In an interview with Anadolu Agency, Ahishakiye referred to the case of Protais Mpiranya, a former fugitive involved in the Rwandan genocide, who reportedly died in Zimbabwe in October 2006 before being tried.
The remains of the former commander of Rwanda’s presidential guard during the genocide have been exhumed at Granville Cemetery, Harare, following a request by UN investigators to the Zimbabwean government to take DNA samples.
His identity was confirmed by DNA analysis in May, the court heard.
UN investigators are said to have found and identified Mpiranya’s grave with the help of a decisive lead: the hand drawing of the tombstone of Protais Mpiranya, found on a confiscated computer.
Kabuga is accused of having played a role in the creation of the notorious “Radio-Television Libre des Mille Collines”, which incited to kill the Tutsi population.
He was indicted in August 1998 by the Tanzania-based International Criminal Tribunal for Rwanda (ICTR), now dissolved, and an international arrest warrant was issued for him the following year.
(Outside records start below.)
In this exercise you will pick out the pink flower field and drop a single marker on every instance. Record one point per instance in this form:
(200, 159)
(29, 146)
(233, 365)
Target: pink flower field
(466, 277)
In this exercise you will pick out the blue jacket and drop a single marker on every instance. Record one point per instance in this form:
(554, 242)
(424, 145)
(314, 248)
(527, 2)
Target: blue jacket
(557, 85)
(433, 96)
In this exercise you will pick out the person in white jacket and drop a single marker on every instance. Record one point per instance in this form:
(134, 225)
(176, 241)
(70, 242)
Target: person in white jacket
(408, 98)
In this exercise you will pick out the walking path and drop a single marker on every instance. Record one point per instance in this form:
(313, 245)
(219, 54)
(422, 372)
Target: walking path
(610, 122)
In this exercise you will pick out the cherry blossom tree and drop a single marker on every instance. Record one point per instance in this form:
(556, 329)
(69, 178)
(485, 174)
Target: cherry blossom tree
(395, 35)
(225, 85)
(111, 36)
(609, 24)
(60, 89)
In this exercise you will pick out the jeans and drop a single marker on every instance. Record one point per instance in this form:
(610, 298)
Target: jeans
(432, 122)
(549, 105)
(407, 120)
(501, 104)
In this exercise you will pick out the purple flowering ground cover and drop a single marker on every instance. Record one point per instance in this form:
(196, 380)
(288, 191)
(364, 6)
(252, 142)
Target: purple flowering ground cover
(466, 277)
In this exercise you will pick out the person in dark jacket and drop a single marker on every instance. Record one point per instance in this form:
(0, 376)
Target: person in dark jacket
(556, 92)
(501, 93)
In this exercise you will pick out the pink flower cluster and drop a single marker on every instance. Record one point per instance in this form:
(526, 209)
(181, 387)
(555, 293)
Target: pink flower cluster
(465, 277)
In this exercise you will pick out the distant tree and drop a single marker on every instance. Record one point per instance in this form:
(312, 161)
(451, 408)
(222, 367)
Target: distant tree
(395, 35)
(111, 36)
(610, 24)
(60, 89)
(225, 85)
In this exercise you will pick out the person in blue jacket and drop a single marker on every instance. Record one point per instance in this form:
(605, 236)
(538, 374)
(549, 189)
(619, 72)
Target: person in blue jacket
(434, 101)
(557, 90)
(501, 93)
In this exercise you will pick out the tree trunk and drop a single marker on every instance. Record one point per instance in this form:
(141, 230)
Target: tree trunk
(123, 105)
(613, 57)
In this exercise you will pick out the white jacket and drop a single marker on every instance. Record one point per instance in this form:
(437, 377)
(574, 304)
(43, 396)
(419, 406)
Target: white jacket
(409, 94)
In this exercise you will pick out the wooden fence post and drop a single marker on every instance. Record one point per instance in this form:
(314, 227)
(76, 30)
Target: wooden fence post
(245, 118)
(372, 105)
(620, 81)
He is being prosecuted on multiple counts, including the crime of genocide, complicity in genocide and other crimes against humanity, under an amended indictment filed in March 2021.
The 87-year-old man is currently detained in The Hague awaiting trial before the International Mechanism for the Residual Functions of Criminal Tribunals (MICT) which replaced the ICTR.
The court said Kabuga needed “24-hour nursing care” and was being held in a hospital unit in the prison.
The judges admitted that it had not been easy to determine Kabuga’s fitness to appear and recommended continued monitoring of his condition by independent medical experts.
Kabuga was arrested in Paris in May 2020 after 26 years on the run.
The Rwandan genocide, which claimed the lives of more than a million people, was carried out by Hutu extremists against the Tutsi minority after the deaths of Rwandan President Juvenal Habyarimana and Burundian President Cyprien Ntaryamira in a plane crash on April 6, 1994.